Steady strummed acoustic guitars open the record on the self-titled first single – with John conjuring fantastical images of the hidden Inkadies keeping us safe in the night. “Distant Dreams and Morning Stars” follows, with a droning distorted guitar providing the canvas for layers of White’s nearly child-like and gentle voice. While it is one of the prettiest songs on the album, “The Boy That I Saw On That Day” is a dark tale of slicing off hands, cutting off ears, and plucking out eyeballs in frustration at not being believed – hinting at a more sinister side to the world of John White and his Inkadies. Clocking in at a brief twenty-three minutes across eleven songs, “The Inkadies” is the soundtrack to that glorious half-asleep period that we get before sleep – full of strange imaginations and warmth. Beautiful stuff, and an oh-so-welcome return from the talented Mr White.
– Cheese on Toast
To listen to a John White album is to succumb to a dream world, both in terms of his fantastical themes and his ethereal textures, which come in a range of guises, including relaxed singing (as well as delightful harmonies), gently finger-picked guitar or silky synthesisers.
White’s voice may be warm and inviting on an album that could loosely fit into the neo-folk sub-genre, yet there is a brooding quality to his third solo effort (he is also frontman for Dunedin band Mestar). Listen to the sweetly dark Juvendee Hill and Little Blue Bird and feel the goosebumps rise.
– Otago Daily Times
This album could slip past as easily unnoticed as White’s recent New Zealand tour, it whispers rather than shouts, is mostly dreamy rather than grounded. Formerly out front of Dunedin’s Mestar, White recorded these airy but sometimes fuzzy, acoustic-framed songs in Wisconsin three years ago and apparently this one follows two previous albums.
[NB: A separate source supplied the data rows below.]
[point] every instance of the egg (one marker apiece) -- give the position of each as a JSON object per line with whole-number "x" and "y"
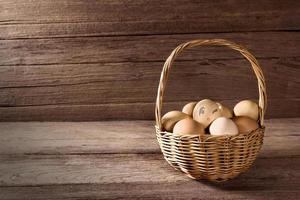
{"x": 223, "y": 126}
{"x": 206, "y": 111}
{"x": 171, "y": 118}
{"x": 246, "y": 108}
{"x": 188, "y": 108}
{"x": 188, "y": 126}
{"x": 225, "y": 111}
{"x": 245, "y": 124}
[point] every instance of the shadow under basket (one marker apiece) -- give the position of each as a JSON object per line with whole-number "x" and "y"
{"x": 214, "y": 158}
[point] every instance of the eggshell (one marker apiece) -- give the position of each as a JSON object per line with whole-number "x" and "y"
{"x": 171, "y": 118}
{"x": 188, "y": 108}
{"x": 188, "y": 126}
{"x": 245, "y": 124}
{"x": 246, "y": 108}
{"x": 223, "y": 126}
{"x": 225, "y": 111}
{"x": 206, "y": 111}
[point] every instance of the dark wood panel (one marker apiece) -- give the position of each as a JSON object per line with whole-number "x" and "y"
{"x": 276, "y": 108}
{"x": 50, "y": 138}
{"x": 137, "y": 82}
{"x": 141, "y": 48}
{"x": 65, "y": 18}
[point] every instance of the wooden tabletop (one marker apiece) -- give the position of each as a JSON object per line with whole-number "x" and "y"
{"x": 122, "y": 160}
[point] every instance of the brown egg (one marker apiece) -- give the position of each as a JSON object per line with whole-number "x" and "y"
{"x": 188, "y": 126}
{"x": 206, "y": 111}
{"x": 223, "y": 126}
{"x": 171, "y": 118}
{"x": 225, "y": 111}
{"x": 188, "y": 108}
{"x": 245, "y": 124}
{"x": 246, "y": 108}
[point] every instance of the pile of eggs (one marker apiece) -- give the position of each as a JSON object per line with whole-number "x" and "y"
{"x": 210, "y": 117}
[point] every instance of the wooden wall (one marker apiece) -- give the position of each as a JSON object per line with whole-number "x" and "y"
{"x": 78, "y": 60}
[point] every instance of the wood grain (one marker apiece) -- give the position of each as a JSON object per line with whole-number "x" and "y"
{"x": 63, "y": 162}
{"x": 99, "y": 60}
{"x": 141, "y": 48}
{"x": 42, "y": 19}
{"x": 127, "y": 111}
{"x": 234, "y": 191}
{"x": 122, "y": 137}
{"x": 124, "y": 83}
{"x": 34, "y": 170}
{"x": 44, "y": 84}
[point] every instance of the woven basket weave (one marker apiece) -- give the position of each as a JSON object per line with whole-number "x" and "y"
{"x": 215, "y": 158}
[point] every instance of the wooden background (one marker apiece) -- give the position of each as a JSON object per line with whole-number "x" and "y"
{"x": 78, "y": 60}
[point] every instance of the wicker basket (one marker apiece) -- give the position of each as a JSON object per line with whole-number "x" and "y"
{"x": 215, "y": 158}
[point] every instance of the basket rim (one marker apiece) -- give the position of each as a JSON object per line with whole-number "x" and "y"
{"x": 208, "y": 137}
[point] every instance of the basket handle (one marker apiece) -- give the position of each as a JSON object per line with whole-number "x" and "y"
{"x": 215, "y": 42}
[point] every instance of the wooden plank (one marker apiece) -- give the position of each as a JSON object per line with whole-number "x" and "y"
{"x": 276, "y": 173}
{"x": 34, "y": 170}
{"x": 137, "y": 82}
{"x": 120, "y": 137}
{"x": 138, "y": 175}
{"x": 141, "y": 48}
{"x": 36, "y": 19}
{"x": 188, "y": 190}
{"x": 127, "y": 111}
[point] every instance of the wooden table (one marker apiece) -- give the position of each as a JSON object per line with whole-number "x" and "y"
{"x": 121, "y": 159}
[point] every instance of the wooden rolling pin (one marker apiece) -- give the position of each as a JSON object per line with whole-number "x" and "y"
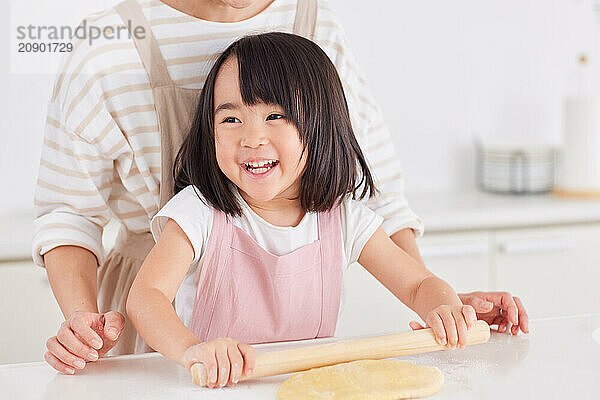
{"x": 301, "y": 359}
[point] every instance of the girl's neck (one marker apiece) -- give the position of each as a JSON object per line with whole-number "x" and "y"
{"x": 217, "y": 11}
{"x": 279, "y": 212}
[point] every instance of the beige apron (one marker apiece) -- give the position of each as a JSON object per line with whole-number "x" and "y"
{"x": 175, "y": 107}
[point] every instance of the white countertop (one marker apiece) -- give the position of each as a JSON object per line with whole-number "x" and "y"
{"x": 444, "y": 211}
{"x": 475, "y": 210}
{"x": 559, "y": 359}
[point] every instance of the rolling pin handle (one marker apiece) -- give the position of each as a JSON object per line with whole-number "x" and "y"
{"x": 199, "y": 374}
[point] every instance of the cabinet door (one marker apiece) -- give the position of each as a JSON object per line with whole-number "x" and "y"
{"x": 29, "y": 314}
{"x": 371, "y": 309}
{"x": 461, "y": 259}
{"x": 554, "y": 270}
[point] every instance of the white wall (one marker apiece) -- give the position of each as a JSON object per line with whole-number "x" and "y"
{"x": 442, "y": 71}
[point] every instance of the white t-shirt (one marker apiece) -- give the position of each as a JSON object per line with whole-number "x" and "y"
{"x": 358, "y": 223}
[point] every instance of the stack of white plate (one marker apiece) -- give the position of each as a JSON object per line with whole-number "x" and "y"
{"x": 516, "y": 168}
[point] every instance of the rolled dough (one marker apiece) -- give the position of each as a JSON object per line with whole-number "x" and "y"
{"x": 363, "y": 380}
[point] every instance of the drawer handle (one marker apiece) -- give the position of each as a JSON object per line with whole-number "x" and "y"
{"x": 454, "y": 250}
{"x": 528, "y": 246}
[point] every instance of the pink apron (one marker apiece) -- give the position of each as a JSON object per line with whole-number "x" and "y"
{"x": 251, "y": 295}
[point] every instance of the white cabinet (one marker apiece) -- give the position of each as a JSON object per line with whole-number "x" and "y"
{"x": 461, "y": 259}
{"x": 29, "y": 314}
{"x": 370, "y": 309}
{"x": 554, "y": 270}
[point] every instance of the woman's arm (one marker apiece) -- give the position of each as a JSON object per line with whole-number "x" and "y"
{"x": 149, "y": 304}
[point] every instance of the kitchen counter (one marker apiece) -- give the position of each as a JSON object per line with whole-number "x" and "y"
{"x": 559, "y": 359}
{"x": 474, "y": 210}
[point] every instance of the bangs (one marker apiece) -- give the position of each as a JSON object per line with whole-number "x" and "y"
{"x": 270, "y": 73}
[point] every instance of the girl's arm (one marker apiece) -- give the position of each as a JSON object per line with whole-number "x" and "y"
{"x": 410, "y": 281}
{"x": 149, "y": 304}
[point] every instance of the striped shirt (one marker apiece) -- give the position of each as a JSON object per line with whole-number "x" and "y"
{"x": 101, "y": 151}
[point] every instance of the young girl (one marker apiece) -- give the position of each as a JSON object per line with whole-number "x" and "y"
{"x": 266, "y": 218}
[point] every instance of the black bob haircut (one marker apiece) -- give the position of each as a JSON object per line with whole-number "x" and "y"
{"x": 293, "y": 72}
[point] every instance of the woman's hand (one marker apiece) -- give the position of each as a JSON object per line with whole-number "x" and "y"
{"x": 449, "y": 324}
{"x": 224, "y": 360}
{"x": 84, "y": 336}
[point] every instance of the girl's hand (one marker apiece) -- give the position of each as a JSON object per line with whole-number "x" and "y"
{"x": 499, "y": 308}
{"x": 224, "y": 360}
{"x": 83, "y": 337}
{"x": 449, "y": 324}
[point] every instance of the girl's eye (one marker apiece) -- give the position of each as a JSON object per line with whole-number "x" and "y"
{"x": 275, "y": 116}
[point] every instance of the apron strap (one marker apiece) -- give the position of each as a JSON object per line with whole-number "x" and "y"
{"x": 147, "y": 47}
{"x": 306, "y": 18}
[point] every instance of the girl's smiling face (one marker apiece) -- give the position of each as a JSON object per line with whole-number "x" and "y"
{"x": 257, "y": 147}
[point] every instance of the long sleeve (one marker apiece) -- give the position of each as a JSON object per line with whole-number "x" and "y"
{"x": 369, "y": 127}
{"x": 71, "y": 194}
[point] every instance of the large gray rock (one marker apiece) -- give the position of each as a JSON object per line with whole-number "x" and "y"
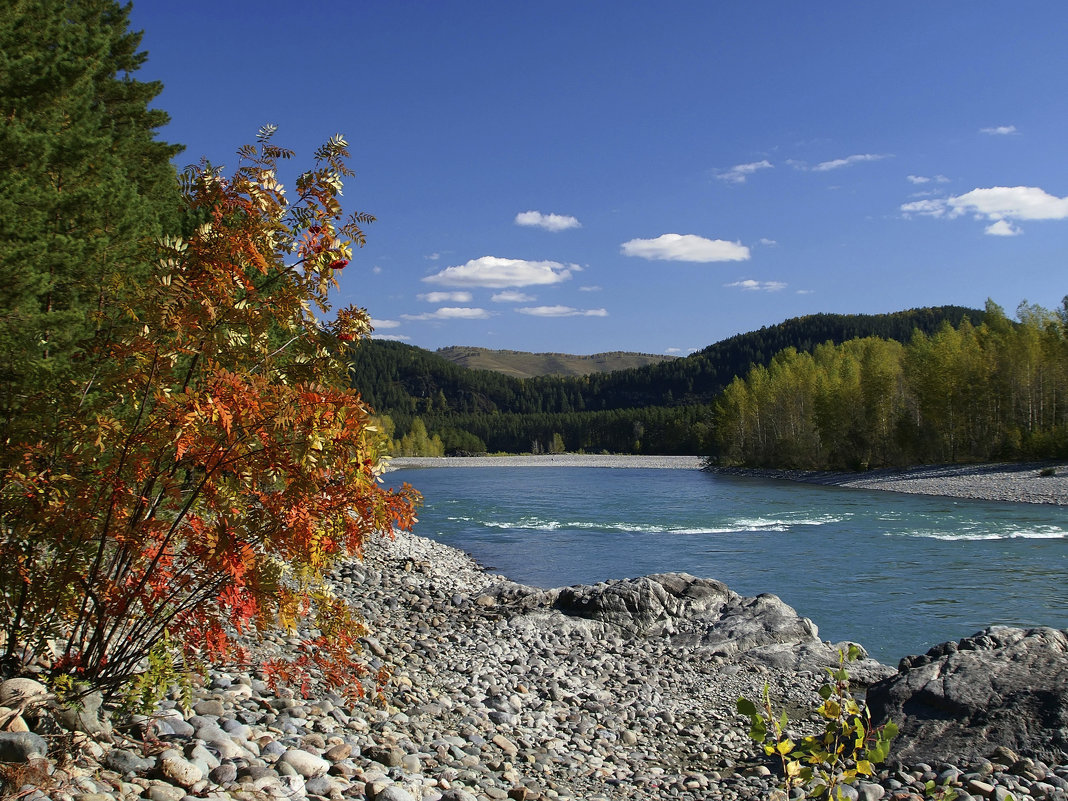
{"x": 21, "y": 747}
{"x": 646, "y": 605}
{"x": 1001, "y": 687}
{"x": 702, "y": 614}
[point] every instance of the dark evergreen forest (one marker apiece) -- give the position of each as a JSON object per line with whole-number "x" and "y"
{"x": 662, "y": 408}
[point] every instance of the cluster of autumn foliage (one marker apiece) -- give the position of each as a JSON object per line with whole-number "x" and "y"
{"x": 207, "y": 462}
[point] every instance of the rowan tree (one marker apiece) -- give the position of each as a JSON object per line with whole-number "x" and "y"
{"x": 218, "y": 465}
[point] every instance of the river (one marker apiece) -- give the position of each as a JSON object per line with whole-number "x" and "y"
{"x": 895, "y": 572}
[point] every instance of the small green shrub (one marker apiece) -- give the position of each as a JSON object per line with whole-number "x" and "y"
{"x": 849, "y": 748}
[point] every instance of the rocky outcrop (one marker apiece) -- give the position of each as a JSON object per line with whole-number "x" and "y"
{"x": 1003, "y": 687}
{"x": 702, "y": 615}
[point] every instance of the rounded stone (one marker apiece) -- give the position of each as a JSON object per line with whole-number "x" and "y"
{"x": 181, "y": 771}
{"x": 305, "y": 764}
{"x": 225, "y": 773}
Over the 11 short Anglofolk-styled songs (none more than three minutes, most less than two) White’s soft and high voice doesn’t explore much range beyond weightlessness, so it is down to synth drones (by producer Tom Hanson) to provide some musical breadth.
But this is never less than interesting, sometimes stands at the midpoint between early Donovan and early Bonnie Prince Billy, and over repeat plays the slightly disconcerting tunings and sonic settings (the distant “thunder” on The Fields, the vaguely creepy Juvendee Hill) or gentleness (The Boy That I Saw on That Day, Little Blue Bird which sounds an incomplete idea) make themselves known.
But for me it is the more widescreen and textural pieces (the fuzz-pop of Distant Dreams and Morning Stars, Bayo Fowvin) which grip, and I note Distant Dreams has been the first lifted off for a video.
Former Dunedinite (now Wellington-based) John White fronted well known fuzz-pop band Mëstar, has toured with the sadly defunct Cloudboy, and released two solo albums in a musical career that has been going for over a decade. Seven years after 2003’s ‘Mogwash’ comes the latest album of White’s ethereal dream pop, a continuation of his stories of the title characters, who are creatures from an otherland. Recorded by Tom Hanson in Madison, Wisconsin, ‘The Inkadies’ often sounds murky but is full of pretty synth bells, mellotrons, folky acoustic guitars and broken pianos, paired with some of the disturbing lyrical images that provide sinister undertones, as in The Boy That I saw That Day and Ashes Grey. White’s music has always had a mark of folkiness but songs like Juvendee Hill and Golden Anchor point to him becoming more of a storyteller, with vivid images in his lyrics. ‘The Inkadies’ is a short, but welcome return, out on Monkey Records’ label, and we can all hope it won’t be another seven years before he completes his next solo record.